A general three population model with growth events. Inspired by Gutenkunst et al (2009, PLoS Genetics) and Gravel et al (2011, PNAS). For a pictorial representation see Figure 3A of the Gutenkunst paper.

The default parameters are set to Gutenkunst et al. The maximum likelihood estimates of Gravel et al and Tennessen et al (2012, Science) are also included.

Use model=’gravel’, model=’tennessen’ or model=’gutenkunst’ to explicitly choose one of the models. Note that the Tennessen model differs slightly from the other two by adding recent explosive growth in the African contitnental group and two phases of growth in Europeans.

The user can specify the model parameters as desired. To use a user specified model, simply use model = ‘’. Any unspecified parameters are set by default to the parameters of the Gutenkunst model.

Population 0 is the African continental group, 1 is Europe, and 2 is Asia.
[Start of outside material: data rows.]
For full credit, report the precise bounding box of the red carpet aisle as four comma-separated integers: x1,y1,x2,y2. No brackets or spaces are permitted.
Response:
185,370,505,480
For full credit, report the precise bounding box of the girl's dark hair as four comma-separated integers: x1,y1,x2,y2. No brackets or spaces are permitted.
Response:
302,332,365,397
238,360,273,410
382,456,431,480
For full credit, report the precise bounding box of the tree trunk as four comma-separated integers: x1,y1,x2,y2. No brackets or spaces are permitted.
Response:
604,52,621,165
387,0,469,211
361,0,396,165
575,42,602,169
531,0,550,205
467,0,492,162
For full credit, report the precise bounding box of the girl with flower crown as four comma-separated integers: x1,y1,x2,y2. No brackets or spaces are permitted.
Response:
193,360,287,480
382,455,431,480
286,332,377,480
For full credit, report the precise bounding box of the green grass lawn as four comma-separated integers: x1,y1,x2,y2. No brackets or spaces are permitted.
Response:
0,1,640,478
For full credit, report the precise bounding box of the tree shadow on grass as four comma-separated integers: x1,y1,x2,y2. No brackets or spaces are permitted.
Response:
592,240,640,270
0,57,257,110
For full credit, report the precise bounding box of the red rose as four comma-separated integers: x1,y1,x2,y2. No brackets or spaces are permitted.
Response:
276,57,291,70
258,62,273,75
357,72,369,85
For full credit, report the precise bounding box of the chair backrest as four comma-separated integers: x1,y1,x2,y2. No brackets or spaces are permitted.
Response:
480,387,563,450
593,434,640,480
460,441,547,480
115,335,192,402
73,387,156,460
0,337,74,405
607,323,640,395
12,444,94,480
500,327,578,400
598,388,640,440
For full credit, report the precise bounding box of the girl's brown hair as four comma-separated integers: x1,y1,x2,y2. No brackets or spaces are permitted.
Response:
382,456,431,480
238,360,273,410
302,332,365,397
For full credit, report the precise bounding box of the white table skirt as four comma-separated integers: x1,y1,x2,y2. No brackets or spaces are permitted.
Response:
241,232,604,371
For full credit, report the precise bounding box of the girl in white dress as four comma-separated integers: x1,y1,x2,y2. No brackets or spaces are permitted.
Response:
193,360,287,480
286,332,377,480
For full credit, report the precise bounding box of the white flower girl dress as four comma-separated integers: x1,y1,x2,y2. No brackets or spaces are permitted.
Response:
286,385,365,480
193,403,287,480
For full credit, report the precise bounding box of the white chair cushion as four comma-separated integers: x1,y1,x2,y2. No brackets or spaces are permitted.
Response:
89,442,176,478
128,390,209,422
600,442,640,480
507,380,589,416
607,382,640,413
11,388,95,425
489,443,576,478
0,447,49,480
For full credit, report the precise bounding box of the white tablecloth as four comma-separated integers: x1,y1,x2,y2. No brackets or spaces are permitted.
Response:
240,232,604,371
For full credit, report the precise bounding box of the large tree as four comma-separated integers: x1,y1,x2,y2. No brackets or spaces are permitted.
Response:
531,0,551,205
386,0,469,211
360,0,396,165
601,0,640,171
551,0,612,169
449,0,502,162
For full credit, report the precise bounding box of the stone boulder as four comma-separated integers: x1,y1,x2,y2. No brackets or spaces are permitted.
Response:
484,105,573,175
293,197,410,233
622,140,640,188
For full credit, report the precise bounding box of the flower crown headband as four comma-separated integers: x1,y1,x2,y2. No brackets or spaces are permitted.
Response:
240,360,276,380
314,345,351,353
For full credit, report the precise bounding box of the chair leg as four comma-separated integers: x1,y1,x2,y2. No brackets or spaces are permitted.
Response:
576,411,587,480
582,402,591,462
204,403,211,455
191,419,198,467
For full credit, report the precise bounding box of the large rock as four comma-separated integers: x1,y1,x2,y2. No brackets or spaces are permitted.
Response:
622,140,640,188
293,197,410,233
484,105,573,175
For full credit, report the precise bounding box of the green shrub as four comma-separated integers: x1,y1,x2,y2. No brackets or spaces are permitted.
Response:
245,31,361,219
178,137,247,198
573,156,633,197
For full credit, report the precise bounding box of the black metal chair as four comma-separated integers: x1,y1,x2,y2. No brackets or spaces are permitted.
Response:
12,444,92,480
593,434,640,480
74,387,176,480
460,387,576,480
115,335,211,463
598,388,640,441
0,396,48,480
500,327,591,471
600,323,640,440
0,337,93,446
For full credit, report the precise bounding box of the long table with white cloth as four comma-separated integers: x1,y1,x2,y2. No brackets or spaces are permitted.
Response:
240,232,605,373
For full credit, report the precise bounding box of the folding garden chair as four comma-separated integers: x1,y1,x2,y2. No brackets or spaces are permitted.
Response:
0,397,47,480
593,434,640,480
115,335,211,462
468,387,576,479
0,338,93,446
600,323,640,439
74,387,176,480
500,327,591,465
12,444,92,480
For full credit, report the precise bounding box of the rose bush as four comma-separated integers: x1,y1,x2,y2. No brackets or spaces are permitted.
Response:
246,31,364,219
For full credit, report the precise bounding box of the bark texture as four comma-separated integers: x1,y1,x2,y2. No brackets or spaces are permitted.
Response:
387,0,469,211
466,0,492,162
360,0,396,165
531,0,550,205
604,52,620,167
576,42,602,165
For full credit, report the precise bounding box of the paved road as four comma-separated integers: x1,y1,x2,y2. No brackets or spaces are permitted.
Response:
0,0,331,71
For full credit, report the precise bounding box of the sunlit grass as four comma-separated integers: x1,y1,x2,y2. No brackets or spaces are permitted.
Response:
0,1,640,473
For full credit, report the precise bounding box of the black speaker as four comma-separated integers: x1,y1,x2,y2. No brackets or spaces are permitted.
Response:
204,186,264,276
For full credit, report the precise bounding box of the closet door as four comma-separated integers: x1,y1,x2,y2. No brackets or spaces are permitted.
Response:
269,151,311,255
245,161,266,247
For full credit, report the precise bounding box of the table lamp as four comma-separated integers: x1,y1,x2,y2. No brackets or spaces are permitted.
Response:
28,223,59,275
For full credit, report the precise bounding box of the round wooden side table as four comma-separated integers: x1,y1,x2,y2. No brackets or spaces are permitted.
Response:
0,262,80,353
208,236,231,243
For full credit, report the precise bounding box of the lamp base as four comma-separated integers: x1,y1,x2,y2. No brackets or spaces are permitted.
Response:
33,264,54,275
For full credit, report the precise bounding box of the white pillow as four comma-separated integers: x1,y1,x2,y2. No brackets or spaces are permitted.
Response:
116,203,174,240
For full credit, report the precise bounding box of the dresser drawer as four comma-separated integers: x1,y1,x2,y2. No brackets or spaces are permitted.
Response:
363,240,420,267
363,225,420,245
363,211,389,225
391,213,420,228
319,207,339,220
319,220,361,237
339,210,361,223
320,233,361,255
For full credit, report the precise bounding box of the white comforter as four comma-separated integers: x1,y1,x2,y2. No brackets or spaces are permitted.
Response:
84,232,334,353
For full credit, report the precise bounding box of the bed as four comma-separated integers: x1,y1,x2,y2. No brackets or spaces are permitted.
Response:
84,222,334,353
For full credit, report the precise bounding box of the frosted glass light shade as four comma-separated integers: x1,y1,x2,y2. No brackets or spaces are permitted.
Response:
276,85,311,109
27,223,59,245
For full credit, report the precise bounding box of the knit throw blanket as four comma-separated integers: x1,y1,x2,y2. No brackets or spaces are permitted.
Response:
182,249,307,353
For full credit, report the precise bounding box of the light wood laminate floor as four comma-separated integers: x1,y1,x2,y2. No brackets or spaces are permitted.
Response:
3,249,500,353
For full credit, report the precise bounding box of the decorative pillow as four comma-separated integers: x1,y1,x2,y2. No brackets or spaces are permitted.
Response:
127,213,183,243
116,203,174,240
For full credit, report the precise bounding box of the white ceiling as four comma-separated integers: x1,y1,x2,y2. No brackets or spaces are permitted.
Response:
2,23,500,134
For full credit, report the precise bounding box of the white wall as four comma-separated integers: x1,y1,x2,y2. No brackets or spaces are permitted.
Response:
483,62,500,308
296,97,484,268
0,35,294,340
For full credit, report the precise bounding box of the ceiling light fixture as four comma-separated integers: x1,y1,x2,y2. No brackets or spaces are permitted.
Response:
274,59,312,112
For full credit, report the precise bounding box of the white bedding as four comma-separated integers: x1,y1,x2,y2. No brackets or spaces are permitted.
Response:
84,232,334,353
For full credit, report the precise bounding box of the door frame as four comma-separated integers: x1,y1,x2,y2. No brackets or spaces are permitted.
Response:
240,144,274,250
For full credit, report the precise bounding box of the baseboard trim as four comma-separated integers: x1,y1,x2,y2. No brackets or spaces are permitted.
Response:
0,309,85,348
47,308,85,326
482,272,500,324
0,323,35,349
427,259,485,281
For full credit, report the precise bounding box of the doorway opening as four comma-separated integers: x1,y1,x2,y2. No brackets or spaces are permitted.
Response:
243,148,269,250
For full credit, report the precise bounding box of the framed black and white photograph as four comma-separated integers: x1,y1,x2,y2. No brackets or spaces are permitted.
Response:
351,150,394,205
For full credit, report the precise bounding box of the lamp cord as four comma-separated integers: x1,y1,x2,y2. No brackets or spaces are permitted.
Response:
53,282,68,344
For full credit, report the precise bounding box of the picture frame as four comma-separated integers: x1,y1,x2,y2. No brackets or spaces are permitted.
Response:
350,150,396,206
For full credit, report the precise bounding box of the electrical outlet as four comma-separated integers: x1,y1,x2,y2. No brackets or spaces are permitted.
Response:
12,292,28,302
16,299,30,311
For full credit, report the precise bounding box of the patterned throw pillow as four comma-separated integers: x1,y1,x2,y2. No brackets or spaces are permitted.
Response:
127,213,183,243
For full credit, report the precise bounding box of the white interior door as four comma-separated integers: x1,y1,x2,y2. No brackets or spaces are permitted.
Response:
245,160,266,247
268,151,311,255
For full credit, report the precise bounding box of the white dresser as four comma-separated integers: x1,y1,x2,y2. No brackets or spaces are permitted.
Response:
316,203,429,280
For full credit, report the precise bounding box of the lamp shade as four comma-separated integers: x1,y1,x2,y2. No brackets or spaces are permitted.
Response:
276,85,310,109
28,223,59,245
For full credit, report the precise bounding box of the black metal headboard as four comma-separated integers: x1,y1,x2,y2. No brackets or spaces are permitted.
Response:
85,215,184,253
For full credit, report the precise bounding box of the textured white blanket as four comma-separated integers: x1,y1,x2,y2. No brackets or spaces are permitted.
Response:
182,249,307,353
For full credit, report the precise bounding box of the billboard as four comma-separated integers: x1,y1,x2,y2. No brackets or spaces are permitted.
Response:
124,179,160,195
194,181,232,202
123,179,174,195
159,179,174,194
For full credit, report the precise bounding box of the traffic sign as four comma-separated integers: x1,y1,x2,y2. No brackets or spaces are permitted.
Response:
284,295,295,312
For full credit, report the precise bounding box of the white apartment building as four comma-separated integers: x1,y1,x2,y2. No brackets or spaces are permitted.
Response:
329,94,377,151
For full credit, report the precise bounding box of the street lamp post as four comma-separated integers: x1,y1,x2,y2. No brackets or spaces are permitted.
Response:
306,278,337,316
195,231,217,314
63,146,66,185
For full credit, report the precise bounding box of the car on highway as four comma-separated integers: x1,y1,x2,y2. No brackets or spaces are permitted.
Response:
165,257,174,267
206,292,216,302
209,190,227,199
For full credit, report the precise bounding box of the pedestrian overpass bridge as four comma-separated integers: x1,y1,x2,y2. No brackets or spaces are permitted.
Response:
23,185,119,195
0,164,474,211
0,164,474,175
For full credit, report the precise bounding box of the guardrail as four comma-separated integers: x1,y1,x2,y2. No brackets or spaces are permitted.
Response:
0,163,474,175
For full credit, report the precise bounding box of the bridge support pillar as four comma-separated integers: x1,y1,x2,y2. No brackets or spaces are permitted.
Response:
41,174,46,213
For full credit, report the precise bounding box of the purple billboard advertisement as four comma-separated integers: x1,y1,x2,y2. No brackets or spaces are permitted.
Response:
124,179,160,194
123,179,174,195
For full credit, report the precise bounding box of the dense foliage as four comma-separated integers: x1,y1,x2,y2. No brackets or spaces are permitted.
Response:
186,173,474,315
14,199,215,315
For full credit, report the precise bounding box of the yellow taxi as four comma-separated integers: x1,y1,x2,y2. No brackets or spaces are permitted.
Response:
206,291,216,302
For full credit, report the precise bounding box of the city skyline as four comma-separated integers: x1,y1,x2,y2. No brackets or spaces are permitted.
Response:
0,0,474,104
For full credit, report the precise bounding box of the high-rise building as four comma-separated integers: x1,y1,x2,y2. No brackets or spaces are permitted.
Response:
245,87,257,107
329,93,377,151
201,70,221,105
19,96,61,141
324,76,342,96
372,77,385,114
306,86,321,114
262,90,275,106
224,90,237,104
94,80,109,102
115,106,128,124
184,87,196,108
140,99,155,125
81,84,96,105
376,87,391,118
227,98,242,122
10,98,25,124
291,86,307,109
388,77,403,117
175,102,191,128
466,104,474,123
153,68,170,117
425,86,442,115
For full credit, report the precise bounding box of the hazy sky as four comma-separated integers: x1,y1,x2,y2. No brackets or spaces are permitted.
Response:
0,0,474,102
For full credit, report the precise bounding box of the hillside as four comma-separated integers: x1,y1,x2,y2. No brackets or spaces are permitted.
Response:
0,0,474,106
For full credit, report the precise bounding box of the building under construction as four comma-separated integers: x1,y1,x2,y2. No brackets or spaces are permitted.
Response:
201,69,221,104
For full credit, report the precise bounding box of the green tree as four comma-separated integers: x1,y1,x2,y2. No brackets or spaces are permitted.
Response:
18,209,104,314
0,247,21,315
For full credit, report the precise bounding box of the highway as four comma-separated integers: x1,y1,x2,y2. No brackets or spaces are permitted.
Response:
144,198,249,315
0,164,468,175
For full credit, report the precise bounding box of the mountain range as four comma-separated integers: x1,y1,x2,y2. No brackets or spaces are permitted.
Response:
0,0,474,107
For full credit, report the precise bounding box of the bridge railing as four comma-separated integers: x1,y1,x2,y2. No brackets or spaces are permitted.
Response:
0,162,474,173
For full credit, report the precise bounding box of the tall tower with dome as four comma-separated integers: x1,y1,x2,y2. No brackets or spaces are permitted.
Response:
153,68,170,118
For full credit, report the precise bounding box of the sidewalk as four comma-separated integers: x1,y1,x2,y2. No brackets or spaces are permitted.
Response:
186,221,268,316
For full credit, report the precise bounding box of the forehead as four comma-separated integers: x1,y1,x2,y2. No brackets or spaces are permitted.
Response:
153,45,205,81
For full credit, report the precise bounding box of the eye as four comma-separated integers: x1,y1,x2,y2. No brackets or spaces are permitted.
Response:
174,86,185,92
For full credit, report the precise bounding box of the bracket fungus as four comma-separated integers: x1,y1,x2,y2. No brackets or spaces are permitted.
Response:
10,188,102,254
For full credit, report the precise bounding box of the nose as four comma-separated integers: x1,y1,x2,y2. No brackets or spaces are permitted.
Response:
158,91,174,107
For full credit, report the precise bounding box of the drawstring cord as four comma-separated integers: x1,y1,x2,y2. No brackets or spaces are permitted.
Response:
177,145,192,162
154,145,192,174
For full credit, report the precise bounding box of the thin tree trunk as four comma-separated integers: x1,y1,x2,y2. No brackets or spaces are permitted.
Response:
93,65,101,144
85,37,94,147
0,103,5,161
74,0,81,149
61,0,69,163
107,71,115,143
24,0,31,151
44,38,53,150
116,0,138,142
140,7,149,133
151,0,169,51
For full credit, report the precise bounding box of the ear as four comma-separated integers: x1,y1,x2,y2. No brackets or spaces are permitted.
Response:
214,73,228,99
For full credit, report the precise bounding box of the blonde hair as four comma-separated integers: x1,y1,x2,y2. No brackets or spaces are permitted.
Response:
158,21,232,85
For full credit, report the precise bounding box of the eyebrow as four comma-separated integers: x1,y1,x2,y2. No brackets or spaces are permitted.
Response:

class sfscoder.sfs.Mutation

a class to store the data associated with a variant in an SFS_CODE output file. Note, both mutations and substitutions are stored as instances of this class.

  • Attributes:

    • self.locus=-1

      The locus number of the variant

    • self.AXY=’?’

      ‘A’ for autosomal, ‘X’ or ‘Y’ for the corresponding sex chromosomes

    • self.pos=-1

      The position within the locus. Note that the positions within each locus start from 0.

    • self.t_init={}

      A dictionary, keyed by population number, and storing the time that the variant arose

    • self.t_fix={}

      A dictionary, keyed by population number, and storing the time that the variant fixed within the population. If the variant is segregating, the time stored is the time of sampling.

    • self.tri_nuc=’NNN’

      The ancestral trinucleotide (the middle base is the mutated base, so this is not necessarily a codon!)

    • self.deriv_n=’N’

      The derived nucleotide

    • self.non_or_syn=’?’

      Is the mutation synonymous (0) or nonsynonymous (1). 0 also is used to indicate non-coding.

    • self.ancest=’?’

      Ancestral amino acid

    • self.deriv_aa=’?’

      Derived amino acid

    • self.fit=’?’

      fitness effect of the mutation (0 for neutral)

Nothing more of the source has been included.